Is my anger legitimate, or is this somehow not as bad as I feel?

I've got to agree with this, whenever I play a character well it's by taking a lesser part of my personality, making it a main part and extrapolating from there.

That's not an asshole, that's just lawful stupid. It is very different things. Question is does she play it understanding the consequences of her actions or just because. This is the most crucial part. talk to her about it, ask if she understands that her actions put her and party in danger, ask if she understands that it's not an CRPG and you could easily stumble on someone who would be capable of wrecking you all. If she does understand this than you could probably work out how she may change/tone down her rolepay to not endanger party too much.

If she doesn't understand, wait while she turns her back, hit her with the hammer over the head and hide the body. There is no reason to have another worthless meatsack crawling around.

It's not just putting the party in danger, it's also just being a general pain in the ass.

Like, last session, she physically dragged the alchemist to a plague-ridden part of the city, and demanded that he heal the sick.

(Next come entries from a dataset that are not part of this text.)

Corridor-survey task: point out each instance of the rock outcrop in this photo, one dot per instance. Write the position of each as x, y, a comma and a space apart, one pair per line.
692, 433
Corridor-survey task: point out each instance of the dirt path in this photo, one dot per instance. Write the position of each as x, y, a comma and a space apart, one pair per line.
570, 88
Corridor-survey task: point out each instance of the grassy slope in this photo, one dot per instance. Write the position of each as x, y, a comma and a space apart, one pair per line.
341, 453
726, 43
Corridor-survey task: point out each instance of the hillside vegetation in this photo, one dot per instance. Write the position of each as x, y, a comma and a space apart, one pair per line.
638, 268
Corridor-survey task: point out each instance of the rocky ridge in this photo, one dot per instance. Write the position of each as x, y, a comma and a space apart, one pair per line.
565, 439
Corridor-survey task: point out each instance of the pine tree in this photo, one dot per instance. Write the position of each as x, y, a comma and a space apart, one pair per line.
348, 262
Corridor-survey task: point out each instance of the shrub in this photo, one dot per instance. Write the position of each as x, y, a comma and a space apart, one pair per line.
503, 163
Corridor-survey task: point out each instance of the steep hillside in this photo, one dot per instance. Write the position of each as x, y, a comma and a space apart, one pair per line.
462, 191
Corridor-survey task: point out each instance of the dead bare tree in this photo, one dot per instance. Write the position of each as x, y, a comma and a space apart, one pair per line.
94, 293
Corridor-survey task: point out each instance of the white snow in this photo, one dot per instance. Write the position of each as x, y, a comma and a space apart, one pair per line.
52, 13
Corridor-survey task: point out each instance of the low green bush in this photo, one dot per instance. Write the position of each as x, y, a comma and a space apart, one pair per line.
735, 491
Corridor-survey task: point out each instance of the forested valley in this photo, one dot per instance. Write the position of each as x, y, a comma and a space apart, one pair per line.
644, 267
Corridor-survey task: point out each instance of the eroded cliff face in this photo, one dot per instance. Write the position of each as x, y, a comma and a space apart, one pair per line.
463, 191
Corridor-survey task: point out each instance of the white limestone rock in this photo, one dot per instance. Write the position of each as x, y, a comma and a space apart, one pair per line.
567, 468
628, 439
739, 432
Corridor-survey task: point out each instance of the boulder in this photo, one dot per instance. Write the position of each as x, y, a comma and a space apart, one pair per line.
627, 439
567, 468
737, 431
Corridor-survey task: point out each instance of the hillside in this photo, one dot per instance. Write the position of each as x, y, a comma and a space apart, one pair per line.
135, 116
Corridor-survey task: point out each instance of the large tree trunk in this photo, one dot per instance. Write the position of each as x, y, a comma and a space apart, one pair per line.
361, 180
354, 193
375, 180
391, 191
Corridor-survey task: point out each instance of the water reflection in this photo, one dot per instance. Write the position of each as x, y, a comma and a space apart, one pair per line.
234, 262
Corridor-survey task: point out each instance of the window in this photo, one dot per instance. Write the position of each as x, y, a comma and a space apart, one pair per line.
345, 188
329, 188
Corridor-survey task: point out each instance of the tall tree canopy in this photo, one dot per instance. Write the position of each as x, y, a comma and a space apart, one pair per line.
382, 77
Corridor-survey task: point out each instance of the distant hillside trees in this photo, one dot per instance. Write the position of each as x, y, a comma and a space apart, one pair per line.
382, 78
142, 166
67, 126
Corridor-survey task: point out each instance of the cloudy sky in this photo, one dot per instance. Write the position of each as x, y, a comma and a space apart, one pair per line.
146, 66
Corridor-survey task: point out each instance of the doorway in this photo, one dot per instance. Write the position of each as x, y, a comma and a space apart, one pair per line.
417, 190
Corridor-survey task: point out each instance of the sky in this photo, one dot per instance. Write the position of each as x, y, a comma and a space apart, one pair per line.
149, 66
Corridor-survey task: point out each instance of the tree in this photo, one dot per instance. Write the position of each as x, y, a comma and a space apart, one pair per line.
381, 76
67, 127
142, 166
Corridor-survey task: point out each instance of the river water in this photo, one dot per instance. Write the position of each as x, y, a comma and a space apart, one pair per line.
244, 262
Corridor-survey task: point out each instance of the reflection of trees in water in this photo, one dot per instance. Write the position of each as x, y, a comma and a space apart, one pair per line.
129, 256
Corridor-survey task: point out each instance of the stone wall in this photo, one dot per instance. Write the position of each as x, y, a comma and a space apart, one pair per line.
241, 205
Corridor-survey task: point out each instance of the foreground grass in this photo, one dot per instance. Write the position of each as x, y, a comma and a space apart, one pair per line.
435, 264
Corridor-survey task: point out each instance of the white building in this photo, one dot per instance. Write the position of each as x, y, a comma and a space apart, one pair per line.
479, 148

It didn't matter how much we told her that you couldn't just wave your hand an heal an unknown disease; she wouldn't hear of it.
Now, as it happened, this was the right decision (the alchemist rolled 18 successes on 18 dice, and found out lots of information on the plague), but that specific bit of luck otherwise, it was still incredibly disruptive and wasted almost half the session.

As I said it all depends on if she does it because she is dumber than bricks or just because she choose to play such a character.

Hmmm. I'm gonna need feet pics to determine that.

In 2017... yes, it does.

Do you tell yourself "I'm a girl now?" No? Then you're a dudebro.